Dopo elementari e medie la riforma arriva alle superiori e all’università, dove forse è meno forte il tessuto di relazioni politiche radicate nelle pratiche di lavoro e più diffusa l’abitudine a cercare soluzioni individuali di sopravvivenza e aggiramento delle norme. Più difficile quindi la risposta collettiva. Ma non impossibile, come si comincia a vedere. Ne sono segni il netto rifiuto che le assemblee sindacali di numerose scuole superiori oggi esprimono della bozza di Decreto Moratti, e una risposta attraversa già le università e ha bloccato il disegno di legge che rendeva precaria la figura docente. Un altro segno, meno visibile ma forse più importante per noi che scriviamo, è quel filo di felicità che corre sottobanco nel ritrovato piacere a incontrarsi, discutere, immaginare situazioni inedite, come occupare le scuole docenti e studenti assieme o aprire le università a maestre e insegnanti per mettere in comune le idee senza ruoli prestabiliti.

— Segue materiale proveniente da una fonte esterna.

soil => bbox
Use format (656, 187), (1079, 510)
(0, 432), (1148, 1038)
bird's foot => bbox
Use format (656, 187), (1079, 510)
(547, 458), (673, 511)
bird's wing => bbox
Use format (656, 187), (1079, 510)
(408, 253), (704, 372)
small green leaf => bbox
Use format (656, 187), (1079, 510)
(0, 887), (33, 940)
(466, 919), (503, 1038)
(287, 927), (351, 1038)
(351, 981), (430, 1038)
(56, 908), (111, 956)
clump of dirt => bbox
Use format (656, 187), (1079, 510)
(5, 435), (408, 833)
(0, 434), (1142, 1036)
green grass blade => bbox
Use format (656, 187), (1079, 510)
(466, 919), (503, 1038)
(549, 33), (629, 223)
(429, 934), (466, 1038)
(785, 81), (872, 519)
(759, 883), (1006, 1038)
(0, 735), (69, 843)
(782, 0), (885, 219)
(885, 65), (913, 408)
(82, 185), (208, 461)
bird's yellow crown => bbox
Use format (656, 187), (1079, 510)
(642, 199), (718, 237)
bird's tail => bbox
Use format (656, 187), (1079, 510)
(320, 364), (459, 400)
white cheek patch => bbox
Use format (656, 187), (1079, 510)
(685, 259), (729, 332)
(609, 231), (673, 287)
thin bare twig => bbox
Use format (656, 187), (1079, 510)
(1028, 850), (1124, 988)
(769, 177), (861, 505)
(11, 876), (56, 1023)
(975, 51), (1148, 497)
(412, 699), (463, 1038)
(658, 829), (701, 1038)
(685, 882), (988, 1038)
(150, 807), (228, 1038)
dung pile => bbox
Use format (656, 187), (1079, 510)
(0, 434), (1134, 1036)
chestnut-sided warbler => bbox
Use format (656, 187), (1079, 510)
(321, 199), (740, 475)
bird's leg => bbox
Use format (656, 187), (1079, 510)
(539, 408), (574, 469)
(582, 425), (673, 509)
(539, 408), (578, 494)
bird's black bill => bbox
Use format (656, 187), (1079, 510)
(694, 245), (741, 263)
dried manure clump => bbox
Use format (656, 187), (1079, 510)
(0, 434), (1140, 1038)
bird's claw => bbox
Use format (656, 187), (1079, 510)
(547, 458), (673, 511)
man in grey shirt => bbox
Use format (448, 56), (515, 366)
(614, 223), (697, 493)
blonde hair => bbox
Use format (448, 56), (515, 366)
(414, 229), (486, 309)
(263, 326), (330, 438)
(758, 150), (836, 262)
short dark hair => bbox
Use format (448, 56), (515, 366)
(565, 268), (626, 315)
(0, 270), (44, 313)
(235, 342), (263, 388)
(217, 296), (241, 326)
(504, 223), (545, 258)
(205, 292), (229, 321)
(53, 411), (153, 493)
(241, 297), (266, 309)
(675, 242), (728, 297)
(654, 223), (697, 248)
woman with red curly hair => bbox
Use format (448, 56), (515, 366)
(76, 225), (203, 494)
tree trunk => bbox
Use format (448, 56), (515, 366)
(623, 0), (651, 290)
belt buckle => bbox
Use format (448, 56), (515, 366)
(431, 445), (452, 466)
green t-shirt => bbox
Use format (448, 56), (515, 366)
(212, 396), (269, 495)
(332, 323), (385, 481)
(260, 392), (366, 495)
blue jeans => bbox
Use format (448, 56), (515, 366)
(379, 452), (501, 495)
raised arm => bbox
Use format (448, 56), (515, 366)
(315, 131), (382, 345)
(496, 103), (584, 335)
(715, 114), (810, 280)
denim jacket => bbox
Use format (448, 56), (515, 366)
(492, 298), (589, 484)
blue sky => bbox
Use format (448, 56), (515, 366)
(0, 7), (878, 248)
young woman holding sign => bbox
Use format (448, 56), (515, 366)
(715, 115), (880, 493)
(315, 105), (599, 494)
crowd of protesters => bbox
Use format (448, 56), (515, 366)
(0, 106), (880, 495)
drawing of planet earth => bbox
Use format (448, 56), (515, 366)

Nell’università aumenta il malessere per la crescente frammentazione del sapere in esami e esamini, in nome di una presunta libertà dello studente che invece è il segno della perdita di quel legame continuativo che consente il tempo necessario a fare un’esperienza di conoscenza. Nelle scuole superiori l’invasione di tecnicismi, segmentazioni modulari, privatizzazioni di percorsi e destini, ha lasciato il segno e cresce da un lato una depressa e deprimente rassegnazione, dall’altro la nostalgia di un tempo perduto fatto di prestigio e trasmissione di conoscenze certificate dalla tradizione.
La cultura torna a essere immaginata come studio solitario di conoscenze alte per definizione. Destinata a essere tradita dai giovani d’oggi ignoranti e superficiali. Pure di questa crisi che investe il senso stesso di fare e trasmettere cultura si può approfittare per cominciare a percorrere altre strade. Nell’esplosione delle conoscenze e nella crisi delle bussole pedagogiche può essere l’apertura di uno spazio di creatività e invenzione. Ogni essere umano contiene più esseri umani, ogni mondo contiene più mondi possibili.
E’ nell’esperienza personale di ogni docente che lo spazio dell’insegnare è ancora uno spazio possibile di libertà e di scommessa sul sapere, a condizione che quella libertà si abbia il coraggio e la serenità di prendersela. Perché ragazze e ragazzi siano coinvolti in una ricerca condivisa, aperta alle loro domande e ai loro desideri. Perché la cultura torni ad essere una straordinaria riserva di parole a disposizione per umanizzare la nostra umanità.
C’è la forte preoccupazione per la vera e propria demolizione di una scuola che, sia pur con molti difetti, ha cercato di svolgere una funzione pubblica nella società; c’è angoscia per il rischio di perdita di un numero altissimo di posti di lavoro, o della sua precarizzazione, ma anche il senso, più intuito che consapevole, che l’isolamento in cui ci troviamo, la tristezza e l’impotenza che ci prende e ci immobilizza, non sono fatti privati e individuali, ma sociali e politici: quasi la cifra del tempo neoliberista in cui ci tocca vivere. Rompere queste gabbie, esserci e aprirsi può essere il vero snodo per una ripresa politica. Con uno stile “allegro e fantasioso”, come quello adottato dalle maestre l’anno scorso, perché se la tristezza è politica, la felicità è e comincia dal tornare a tessere legami creativi. Già circola clandestinamente nelle nostre scuole e università, nelle pieghe, negli interstizi, in uno sguardo che all’improvviso si illumina. Facciamone invece racconto e pensiero, ma insieme e rimanendo vicino a quello che si vive e a quello che inaspettatamente si può aprire. Torniamo a interrogarci attorno ai bisogni essenziali che sentiamo, come il tempo per capire e quello per far circolare passione e affetti nel lavoro. Per questo oltre a trovarci nelle piazze è il momento di darci appuntamenti per incontrarci, fuori dalle urgenze e dai rituali precostituiti, distesamente.
Riprendiamoci spazio, tempo e narrazione.